We start by distinguishing two purposes of estimation: to estimate population descriptive statistics and to estimate causal effects. In the former type of research, weighting is called for when it is needed to make the analysis sample representative of the target population. In the latter type, the weighting issue is more nuanced. We discuss three distinct potential motives for weighting when estimating causal effects: (1) to achieve precise estimates by correcting for heteroskedasticity, (2) to achieve consistent estimates by correcting for endogenous sampling, and (3) to identify average partial effects in the presence of unmodeled heterogeneity of effects.

These is indeed an important and difficult topic and I’m glad to see economists becoming aware of it. I do not quite agree with their focus—in practice, heteroskedasticity never seems like much of a bit deal to me, nor do I care much about so-called consistency of estimates—but there are many ways to Rome, and the first step is to move beyond a naive view of weighting as some sort of magic solution.

Solon et al. pretty much only refer to literature within the field of economics, which is too bad because they miss this twenty-year-old paper by Chris Winship and Larry Radbill, “Sampling Weights and Regression Analysis,” from Sociological Methods and Research, which begins:

Most major population surveys used by social scientists are based on complex sampling designs where sampling units have different probabilities of being selected. Although sampling weights must generally be used to derive unbiased estimates of univariate population characteristics, the decision about their use in regression analysis is more complicated. Where sampling weights are solely a function of independent variables included in the model, unweighted OLS estimates are preferred because they are unbiased, consistent, and have smaller standard errors than weighted OLS estimates. Where sampling weights are a function of the dependent variable (and thus of the error term), we recommend first attempting to respecify the model so that they are solely a function of the independent variables. If this can be accomplished, then unweighted OLS is again preferred. . . .

This topic also has close connections with multilevel regression and poststratification, as discussed in my 2007 article, “Struggles with survey weighting and regression modeling,” which is (somewhat) famous for its opening:

Survey weighting is a mess.
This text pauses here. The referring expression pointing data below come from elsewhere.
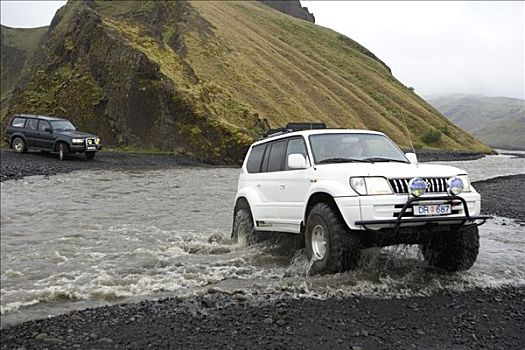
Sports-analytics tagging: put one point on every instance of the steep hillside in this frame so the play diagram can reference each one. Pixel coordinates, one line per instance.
(206, 78)
(17, 45)
(497, 121)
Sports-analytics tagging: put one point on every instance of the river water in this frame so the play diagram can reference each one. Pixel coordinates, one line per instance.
(93, 238)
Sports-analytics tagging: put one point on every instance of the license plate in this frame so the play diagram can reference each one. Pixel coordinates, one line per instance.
(437, 209)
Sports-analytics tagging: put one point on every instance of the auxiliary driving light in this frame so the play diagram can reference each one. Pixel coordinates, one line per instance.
(455, 185)
(417, 186)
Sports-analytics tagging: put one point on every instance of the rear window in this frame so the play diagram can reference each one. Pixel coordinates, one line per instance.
(276, 162)
(18, 122)
(255, 159)
(31, 124)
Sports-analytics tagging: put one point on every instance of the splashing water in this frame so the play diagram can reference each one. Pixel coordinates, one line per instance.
(91, 238)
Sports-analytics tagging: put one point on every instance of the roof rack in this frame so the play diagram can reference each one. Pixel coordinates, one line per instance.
(291, 127)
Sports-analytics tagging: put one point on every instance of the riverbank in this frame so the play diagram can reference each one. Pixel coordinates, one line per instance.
(17, 166)
(481, 318)
(492, 318)
(503, 196)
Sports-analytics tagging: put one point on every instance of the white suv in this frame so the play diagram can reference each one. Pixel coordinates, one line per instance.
(345, 190)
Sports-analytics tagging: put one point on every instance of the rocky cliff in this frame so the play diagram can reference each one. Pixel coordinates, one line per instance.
(292, 8)
(204, 79)
(17, 46)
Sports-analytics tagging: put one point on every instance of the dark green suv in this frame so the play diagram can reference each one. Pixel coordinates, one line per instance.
(49, 134)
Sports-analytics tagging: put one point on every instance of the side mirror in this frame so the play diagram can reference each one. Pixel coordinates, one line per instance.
(297, 161)
(412, 158)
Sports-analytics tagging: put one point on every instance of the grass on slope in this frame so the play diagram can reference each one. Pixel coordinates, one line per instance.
(287, 69)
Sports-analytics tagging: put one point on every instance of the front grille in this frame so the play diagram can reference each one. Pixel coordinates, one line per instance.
(435, 185)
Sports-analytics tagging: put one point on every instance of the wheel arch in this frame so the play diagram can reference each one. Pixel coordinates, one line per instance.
(14, 136)
(320, 197)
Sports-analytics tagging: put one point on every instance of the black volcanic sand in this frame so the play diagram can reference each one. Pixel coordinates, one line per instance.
(478, 319)
(475, 319)
(16, 166)
(503, 196)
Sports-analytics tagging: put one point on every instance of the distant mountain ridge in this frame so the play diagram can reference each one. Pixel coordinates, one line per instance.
(497, 121)
(205, 79)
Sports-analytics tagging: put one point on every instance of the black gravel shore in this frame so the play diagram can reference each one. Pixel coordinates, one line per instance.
(17, 166)
(503, 196)
(480, 318)
(484, 318)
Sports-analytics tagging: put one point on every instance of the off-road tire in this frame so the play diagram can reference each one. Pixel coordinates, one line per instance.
(453, 251)
(343, 246)
(19, 145)
(63, 151)
(243, 230)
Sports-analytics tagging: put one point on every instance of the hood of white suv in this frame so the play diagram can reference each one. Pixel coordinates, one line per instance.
(390, 170)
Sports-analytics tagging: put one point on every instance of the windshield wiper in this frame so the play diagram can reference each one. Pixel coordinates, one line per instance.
(343, 160)
(381, 159)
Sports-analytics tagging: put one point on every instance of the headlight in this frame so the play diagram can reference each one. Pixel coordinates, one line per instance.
(417, 186)
(454, 186)
(370, 185)
(466, 182)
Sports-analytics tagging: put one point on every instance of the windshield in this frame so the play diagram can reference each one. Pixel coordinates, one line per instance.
(64, 125)
(340, 148)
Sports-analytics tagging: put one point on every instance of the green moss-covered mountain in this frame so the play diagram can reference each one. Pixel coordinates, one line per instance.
(497, 121)
(204, 79)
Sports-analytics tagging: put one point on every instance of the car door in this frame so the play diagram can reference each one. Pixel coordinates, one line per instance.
(31, 132)
(45, 135)
(273, 166)
(293, 184)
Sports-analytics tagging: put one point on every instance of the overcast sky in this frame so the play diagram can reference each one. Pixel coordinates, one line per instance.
(436, 47)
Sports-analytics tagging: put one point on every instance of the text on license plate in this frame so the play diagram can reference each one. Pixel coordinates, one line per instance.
(437, 209)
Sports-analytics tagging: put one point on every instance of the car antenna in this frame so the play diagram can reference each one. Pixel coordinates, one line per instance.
(409, 138)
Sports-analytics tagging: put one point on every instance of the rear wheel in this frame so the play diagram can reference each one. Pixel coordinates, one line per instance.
(19, 145)
(329, 243)
(453, 251)
(63, 151)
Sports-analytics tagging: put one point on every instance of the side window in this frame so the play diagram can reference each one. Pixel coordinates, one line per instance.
(255, 159)
(18, 122)
(296, 145)
(31, 124)
(266, 158)
(42, 125)
(276, 161)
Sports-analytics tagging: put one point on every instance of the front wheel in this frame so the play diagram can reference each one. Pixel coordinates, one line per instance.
(243, 230)
(19, 145)
(329, 243)
(453, 251)
(63, 151)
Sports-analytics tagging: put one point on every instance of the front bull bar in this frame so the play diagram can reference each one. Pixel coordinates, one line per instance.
(425, 219)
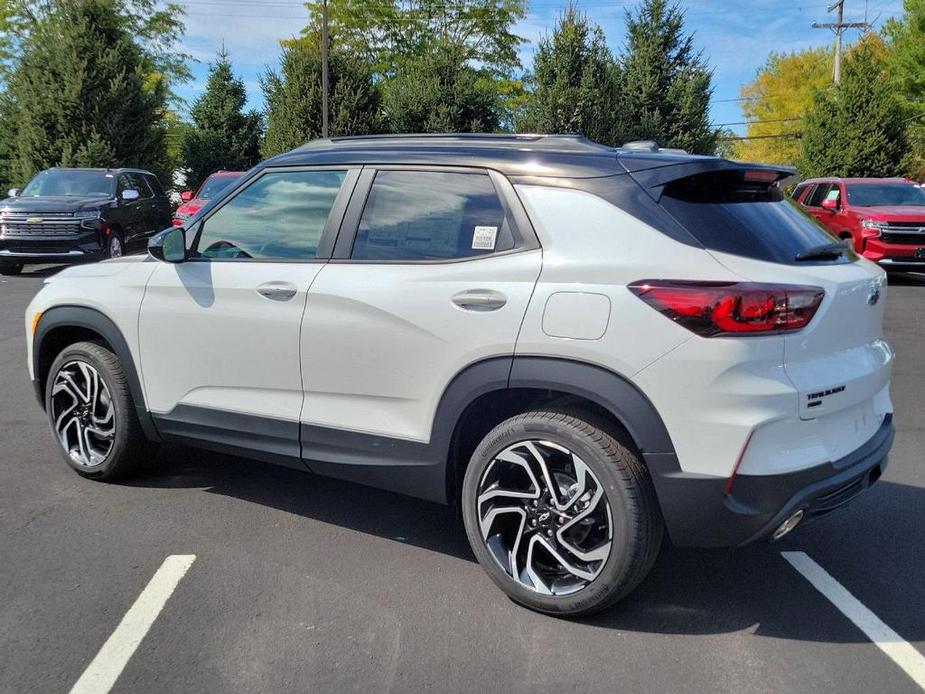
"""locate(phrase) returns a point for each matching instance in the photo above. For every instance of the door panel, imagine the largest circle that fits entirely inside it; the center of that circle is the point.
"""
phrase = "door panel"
(220, 332)
(210, 339)
(381, 342)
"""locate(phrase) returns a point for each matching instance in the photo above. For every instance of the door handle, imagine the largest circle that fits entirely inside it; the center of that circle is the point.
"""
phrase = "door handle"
(277, 291)
(480, 300)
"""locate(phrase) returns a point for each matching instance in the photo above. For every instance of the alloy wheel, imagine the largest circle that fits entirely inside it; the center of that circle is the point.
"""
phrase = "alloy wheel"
(544, 517)
(83, 414)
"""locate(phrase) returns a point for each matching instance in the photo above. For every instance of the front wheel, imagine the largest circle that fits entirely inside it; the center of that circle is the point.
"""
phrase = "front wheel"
(92, 414)
(114, 246)
(10, 268)
(560, 513)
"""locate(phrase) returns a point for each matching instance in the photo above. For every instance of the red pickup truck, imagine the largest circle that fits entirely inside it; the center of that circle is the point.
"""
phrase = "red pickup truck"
(883, 217)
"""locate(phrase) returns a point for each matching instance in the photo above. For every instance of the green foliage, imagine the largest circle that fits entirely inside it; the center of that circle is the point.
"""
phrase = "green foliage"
(574, 82)
(665, 85)
(293, 97)
(80, 95)
(906, 65)
(777, 101)
(439, 92)
(223, 135)
(857, 128)
(390, 32)
(155, 26)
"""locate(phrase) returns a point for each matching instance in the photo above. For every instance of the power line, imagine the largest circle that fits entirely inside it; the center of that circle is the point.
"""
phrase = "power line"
(838, 27)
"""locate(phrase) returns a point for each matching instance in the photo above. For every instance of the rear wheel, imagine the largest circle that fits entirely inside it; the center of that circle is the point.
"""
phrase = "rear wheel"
(560, 513)
(114, 246)
(92, 414)
(10, 268)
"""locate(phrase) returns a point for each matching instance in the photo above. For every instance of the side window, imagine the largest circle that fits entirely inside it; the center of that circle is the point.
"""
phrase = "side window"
(428, 215)
(141, 185)
(154, 185)
(281, 215)
(122, 184)
(817, 196)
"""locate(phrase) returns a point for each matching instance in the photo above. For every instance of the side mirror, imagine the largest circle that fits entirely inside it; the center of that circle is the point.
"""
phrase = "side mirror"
(169, 246)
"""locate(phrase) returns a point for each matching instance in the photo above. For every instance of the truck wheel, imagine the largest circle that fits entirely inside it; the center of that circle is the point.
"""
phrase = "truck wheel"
(91, 412)
(560, 513)
(10, 269)
(114, 246)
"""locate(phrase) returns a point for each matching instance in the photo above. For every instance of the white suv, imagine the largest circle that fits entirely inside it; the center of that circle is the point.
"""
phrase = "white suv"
(581, 346)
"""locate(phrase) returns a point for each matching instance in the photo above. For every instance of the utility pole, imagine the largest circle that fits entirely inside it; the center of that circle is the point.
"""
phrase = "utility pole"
(324, 68)
(839, 27)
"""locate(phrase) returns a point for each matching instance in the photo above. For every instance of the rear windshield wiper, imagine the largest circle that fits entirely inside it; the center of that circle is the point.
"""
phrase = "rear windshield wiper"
(826, 250)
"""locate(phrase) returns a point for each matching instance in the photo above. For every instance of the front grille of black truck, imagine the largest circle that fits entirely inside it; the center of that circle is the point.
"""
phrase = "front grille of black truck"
(38, 224)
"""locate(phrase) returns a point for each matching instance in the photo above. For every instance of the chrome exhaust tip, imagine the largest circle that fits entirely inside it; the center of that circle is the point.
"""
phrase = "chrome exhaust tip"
(787, 525)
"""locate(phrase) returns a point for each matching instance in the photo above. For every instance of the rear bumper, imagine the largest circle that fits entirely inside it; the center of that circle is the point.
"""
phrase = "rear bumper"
(698, 512)
(902, 264)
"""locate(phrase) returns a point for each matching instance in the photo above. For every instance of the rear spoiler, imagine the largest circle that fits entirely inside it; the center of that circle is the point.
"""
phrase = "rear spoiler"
(655, 172)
It is not always clear how to use weights in estimating anything more complicated than a simple mean or ratios, and standard errors are tricky even with simple weighted means.

I was unaware of Winship and Radbill’s work when writing my paper, so I accept blame for insularity as well.
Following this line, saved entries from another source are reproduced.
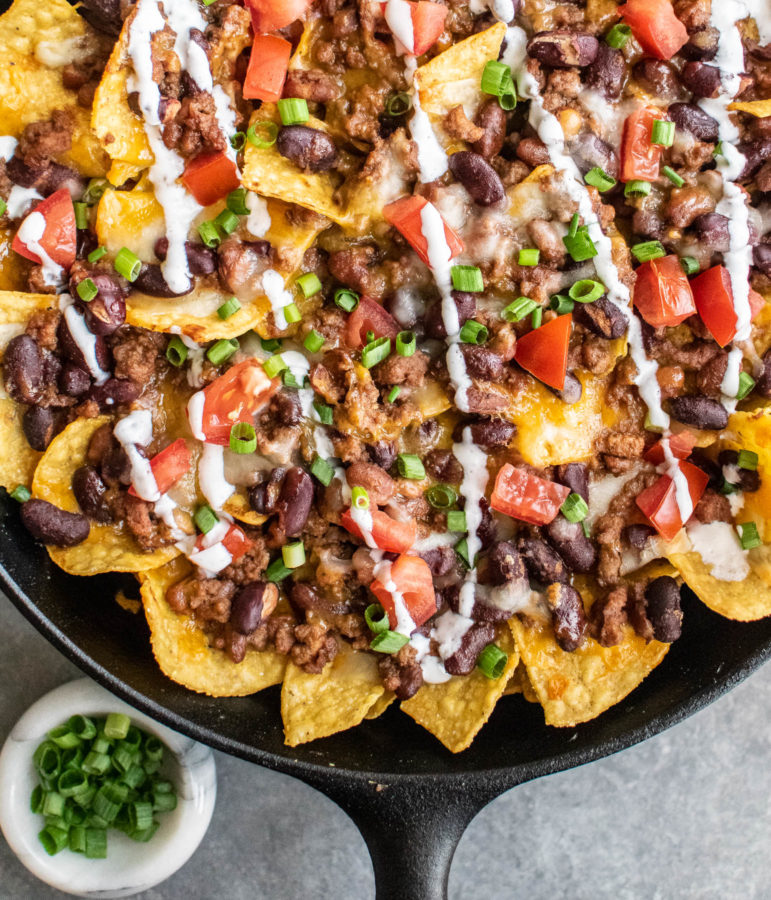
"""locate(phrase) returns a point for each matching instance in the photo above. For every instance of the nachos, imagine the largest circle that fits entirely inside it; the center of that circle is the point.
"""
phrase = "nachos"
(405, 351)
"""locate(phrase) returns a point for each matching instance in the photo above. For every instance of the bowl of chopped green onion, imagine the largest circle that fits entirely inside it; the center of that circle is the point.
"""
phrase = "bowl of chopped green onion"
(98, 799)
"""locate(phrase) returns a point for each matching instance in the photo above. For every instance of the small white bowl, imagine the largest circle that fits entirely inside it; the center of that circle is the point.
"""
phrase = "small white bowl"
(130, 867)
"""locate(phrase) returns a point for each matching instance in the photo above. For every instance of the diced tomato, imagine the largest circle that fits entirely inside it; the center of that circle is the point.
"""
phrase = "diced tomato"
(411, 576)
(210, 177)
(544, 351)
(527, 497)
(60, 234)
(404, 215)
(655, 26)
(169, 465)
(662, 292)
(369, 315)
(639, 157)
(234, 397)
(658, 503)
(680, 444)
(389, 534)
(268, 63)
(270, 15)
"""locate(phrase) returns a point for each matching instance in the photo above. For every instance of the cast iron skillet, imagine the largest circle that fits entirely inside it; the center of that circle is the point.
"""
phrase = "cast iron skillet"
(410, 797)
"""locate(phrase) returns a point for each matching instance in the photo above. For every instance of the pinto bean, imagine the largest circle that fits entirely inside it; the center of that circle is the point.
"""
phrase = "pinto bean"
(23, 369)
(478, 177)
(700, 412)
(563, 49)
(51, 525)
(691, 118)
(89, 491)
(662, 597)
(568, 616)
(472, 644)
(307, 148)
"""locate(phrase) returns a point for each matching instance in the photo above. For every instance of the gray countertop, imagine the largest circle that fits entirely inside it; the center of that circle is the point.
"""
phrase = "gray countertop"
(687, 814)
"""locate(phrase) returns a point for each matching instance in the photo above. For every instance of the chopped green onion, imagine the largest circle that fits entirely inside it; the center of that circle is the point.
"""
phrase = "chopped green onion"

In any case, it’s good to see broader interest in this important unsolved problem.

1. Elrod says:

I wish I knew enough statistics to provide a topical & constructive comment (I’m learning!), but….
Typos: ThESE is indeed…never seems like much of a biT deal to me

2. Fernando says:

On insularity: I find that too in political science.
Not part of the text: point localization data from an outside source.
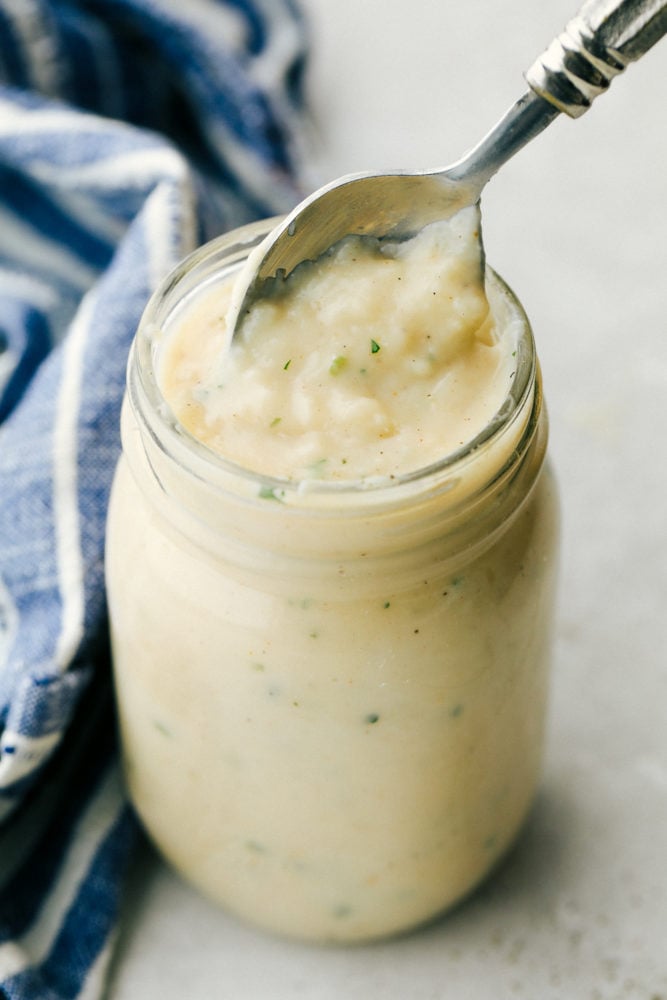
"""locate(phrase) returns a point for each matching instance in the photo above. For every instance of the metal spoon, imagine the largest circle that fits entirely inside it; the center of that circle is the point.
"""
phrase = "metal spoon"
(596, 45)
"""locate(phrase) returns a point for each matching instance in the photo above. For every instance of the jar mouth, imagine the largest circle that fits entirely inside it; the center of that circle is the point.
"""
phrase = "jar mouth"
(515, 417)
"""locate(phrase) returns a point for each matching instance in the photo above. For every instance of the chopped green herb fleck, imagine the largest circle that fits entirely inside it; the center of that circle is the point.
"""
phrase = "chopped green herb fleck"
(338, 364)
(268, 493)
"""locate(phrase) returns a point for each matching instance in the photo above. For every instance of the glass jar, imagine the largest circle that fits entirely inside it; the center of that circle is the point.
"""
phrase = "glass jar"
(331, 700)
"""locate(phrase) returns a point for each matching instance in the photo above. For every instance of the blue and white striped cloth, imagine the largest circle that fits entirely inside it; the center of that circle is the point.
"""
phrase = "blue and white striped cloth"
(130, 132)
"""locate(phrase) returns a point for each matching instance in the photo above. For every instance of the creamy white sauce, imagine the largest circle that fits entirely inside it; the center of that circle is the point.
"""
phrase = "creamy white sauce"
(373, 361)
(332, 721)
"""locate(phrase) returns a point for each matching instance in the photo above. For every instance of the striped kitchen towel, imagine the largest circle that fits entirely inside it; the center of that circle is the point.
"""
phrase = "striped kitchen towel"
(130, 132)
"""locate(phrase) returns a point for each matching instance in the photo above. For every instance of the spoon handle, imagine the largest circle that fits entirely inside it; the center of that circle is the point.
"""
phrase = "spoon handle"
(595, 46)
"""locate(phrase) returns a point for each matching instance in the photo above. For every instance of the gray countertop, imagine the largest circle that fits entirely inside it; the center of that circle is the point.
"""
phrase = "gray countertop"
(576, 224)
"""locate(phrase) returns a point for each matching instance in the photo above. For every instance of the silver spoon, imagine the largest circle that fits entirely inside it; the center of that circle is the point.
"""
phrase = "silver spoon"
(596, 45)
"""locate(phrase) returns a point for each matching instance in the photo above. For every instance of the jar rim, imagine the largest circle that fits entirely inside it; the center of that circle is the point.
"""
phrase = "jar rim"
(175, 440)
In the age of Google it feels like insularity is a feature not a bug.

3. Simon says:

I’m not sure what its like in other fields, but in the physical sciences it is pretty much impossible to keep up with current literature in your own speciality let alone the related topics. Its understandable that economists did not pick up on a sociology paper. Yes, Google Scholar, Web of Knowledge etc. are pretty amazing tools (I was raised on paper journals and chasing leads through volumes of abstracts for particular years…) but there is still a large element of luck to finding work.

• Daniel Gotthardt says:

We’re speaking about methods here, though. Insularity between the research in methods for different fields of social research is one of the most annoying things in the Social Sciences I’ve encountered so far. Research is just one area here, though, it’s also true for teaching and cooperation between Academics in general. At least in Germany we often can’t have advanced methods courses for too few students e.g. in Sociology. But there are also students from psychology, criminology, political sciences who would be interested in advanced methods courses who can’t get them because there are too few interested …

4. Seth says:

Why don’t you care about consistency?

• Manoel Galdino says:

I shared this post on facebook, and someone asked me this same question about the consistency comment by Gelman. Let’s se what he will answer, I’m curiuous as well.

• Andrew says:

Seth, Manoel:

As the saying goes, asymptotically we are all dead.

• Corey says:

I put a lot more weight on consistency than this. My basic reasoning is: if a method can’t get the right answer with unbounded information, why should I trust the answers it generates with finite information?